Purpose: 
******** 
  This is intended to describe how MPI will respond when a process 
  either fails, or appears to have failed, due to a broken network
  connection.

Use case scenario:
******************
   - Symmetric failure: one process out of N is no longer responsive
   - Asymmetric failure:  Communications A->B are ok, but B->A are not

   Notes:- loss of communication is one indication of process "failure" from MPI's perspective,
         even if the remote process is still alive.
         - It is the responsibility of the MPI implementation to propagate a consistent view of
         the state of the parallel job to the application.  So, in the case of the asymmetric
         failure, all procs have to either be notified that A has failed, or no process failure
         notification at all.  The implementation will need to decide how to handle the asymmetric
         failure, and if it should migrate/terminate process "A", or just continue as is.  A
         decision to move the process needs no user notification.


Errors:
*******
   - Error detection is external to the MPI specification, and is implementation specific.
   - Failures that can be corrected by the MPI implementation without input from the 
     application are not considered errors from MPI's perspective.  So a transient network 
     failure, or an link failure that can be routed around are not considered failures.
   - An MPI implementation must support detecting the following errors:
      - process failure.  A process is considered as failed if it is non-responsive - failed or disconnected.
      - communications failure

Error states:
*************
  - Error state is associated with a communicator
  - A communicator that has lost a process will be defined to be in an
    error state
  - A process moves into error state, if it tries to interact with a
    failed process
  - When an MPI process is restored, it is restored in an error state
  - Each process that is in an error state must undertake an MPI
    repair action
  - Recovery from error state must done one communicator at a time


Error notification:
******************* 
 By default only calls in which the remote process is
 involved with will be notified of error synchronously.  So if B fails,
 A will be notified when:
   - send to B is attempted
   - receive from B is posted
   - receive from MPI_ANY_SOURCE is posted
   - put to B
   - get from B
   - collective operation is posted
   - collective I/O is attempted
   - new communicator is created, where B is part of the new communicator

 A process can subscribe for notification for event that it would not
 be notified of by default.  This notification will be asynchronous.  

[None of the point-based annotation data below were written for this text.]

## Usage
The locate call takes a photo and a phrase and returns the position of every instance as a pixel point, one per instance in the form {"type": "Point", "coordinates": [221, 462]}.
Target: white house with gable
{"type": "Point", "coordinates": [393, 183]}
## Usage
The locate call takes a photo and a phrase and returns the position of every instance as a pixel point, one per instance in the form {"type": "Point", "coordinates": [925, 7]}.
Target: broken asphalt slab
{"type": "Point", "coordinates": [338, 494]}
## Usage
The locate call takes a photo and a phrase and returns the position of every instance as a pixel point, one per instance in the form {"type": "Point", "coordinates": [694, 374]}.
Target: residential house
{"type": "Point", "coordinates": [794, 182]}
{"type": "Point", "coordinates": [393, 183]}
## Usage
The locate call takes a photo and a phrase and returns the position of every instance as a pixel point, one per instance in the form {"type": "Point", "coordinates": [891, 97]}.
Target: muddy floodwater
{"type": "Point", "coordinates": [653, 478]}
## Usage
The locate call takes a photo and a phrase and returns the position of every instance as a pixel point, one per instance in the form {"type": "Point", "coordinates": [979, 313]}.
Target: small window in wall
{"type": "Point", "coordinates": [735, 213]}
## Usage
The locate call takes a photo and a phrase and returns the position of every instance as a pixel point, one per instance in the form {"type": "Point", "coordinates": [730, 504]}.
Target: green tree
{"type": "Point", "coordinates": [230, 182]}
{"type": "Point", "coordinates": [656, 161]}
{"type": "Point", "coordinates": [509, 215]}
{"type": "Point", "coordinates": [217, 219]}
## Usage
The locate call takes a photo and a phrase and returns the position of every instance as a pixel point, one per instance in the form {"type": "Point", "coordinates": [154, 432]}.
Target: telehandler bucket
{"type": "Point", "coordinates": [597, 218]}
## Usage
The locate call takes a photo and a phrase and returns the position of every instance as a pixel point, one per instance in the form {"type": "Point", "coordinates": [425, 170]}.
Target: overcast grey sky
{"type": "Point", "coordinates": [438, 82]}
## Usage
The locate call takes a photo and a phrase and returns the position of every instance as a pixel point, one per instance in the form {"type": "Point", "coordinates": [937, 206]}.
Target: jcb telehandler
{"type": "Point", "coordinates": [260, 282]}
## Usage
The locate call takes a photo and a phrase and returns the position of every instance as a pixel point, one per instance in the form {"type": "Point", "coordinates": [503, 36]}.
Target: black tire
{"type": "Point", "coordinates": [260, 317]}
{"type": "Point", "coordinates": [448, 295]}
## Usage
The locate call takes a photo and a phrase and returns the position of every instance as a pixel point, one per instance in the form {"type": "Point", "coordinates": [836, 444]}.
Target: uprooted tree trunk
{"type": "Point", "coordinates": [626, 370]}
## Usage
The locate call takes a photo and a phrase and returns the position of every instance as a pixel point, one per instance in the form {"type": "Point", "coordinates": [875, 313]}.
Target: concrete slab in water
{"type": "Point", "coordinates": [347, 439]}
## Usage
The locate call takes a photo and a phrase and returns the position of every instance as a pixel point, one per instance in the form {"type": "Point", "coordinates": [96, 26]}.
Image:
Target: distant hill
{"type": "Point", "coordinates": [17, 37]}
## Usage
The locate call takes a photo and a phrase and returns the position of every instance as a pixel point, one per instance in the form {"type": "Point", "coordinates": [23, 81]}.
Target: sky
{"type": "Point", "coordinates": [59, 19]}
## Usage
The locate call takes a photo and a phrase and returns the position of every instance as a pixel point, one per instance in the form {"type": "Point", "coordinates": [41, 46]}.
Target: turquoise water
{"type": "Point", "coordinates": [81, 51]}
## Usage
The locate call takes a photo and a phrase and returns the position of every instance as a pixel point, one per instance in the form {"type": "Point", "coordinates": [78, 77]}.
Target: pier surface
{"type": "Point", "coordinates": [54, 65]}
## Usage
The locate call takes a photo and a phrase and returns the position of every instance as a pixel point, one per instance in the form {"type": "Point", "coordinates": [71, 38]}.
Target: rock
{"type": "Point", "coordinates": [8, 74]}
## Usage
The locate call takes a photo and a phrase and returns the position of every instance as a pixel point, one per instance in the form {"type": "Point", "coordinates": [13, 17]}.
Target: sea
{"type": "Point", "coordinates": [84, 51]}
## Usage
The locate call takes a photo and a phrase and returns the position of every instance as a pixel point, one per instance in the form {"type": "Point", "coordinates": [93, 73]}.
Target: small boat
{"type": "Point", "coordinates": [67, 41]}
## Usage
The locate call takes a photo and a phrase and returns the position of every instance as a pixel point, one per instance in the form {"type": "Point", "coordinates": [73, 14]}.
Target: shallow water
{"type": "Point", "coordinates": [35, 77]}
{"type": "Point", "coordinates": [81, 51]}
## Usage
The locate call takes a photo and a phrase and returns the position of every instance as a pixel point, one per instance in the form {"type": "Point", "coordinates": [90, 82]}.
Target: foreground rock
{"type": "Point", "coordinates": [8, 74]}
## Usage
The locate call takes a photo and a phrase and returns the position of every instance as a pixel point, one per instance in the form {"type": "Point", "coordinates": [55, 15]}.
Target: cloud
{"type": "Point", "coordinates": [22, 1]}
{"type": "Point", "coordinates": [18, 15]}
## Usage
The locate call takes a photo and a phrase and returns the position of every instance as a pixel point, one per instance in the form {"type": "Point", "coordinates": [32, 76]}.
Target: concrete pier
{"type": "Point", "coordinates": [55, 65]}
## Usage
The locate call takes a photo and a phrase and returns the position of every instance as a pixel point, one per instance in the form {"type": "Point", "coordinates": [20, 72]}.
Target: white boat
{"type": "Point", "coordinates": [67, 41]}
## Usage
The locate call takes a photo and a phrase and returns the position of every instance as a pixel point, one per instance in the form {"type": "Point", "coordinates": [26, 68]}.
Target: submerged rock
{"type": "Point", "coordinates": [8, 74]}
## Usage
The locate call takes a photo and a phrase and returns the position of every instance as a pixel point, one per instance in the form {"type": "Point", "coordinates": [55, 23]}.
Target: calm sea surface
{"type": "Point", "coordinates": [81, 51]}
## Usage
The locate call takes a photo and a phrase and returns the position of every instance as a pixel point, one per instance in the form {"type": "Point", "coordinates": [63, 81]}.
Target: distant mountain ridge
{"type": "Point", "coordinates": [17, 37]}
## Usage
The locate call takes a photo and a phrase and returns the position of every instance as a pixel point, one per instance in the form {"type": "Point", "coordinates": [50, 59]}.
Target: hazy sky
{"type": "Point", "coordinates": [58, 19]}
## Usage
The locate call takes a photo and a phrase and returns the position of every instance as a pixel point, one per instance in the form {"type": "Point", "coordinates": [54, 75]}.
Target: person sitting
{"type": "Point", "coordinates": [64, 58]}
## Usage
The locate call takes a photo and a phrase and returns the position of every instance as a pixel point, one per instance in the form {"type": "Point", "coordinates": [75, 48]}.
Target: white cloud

 A process can subscribe for asynchronous notification on collective failure.
 Note: how do we make sure this notification occurs only once ?  How do we associate
       this call with previously called, or yet to be called collectives, to ensure
       consistency across the application ?

 Error notification must be consistent, i.e. MPI must propagate a single view of the system, 
 which may change over time.  There may be a time lag in this information getting out to
 all processes.

 New error codes will need to be added to reflect the errors being handled by the implementation.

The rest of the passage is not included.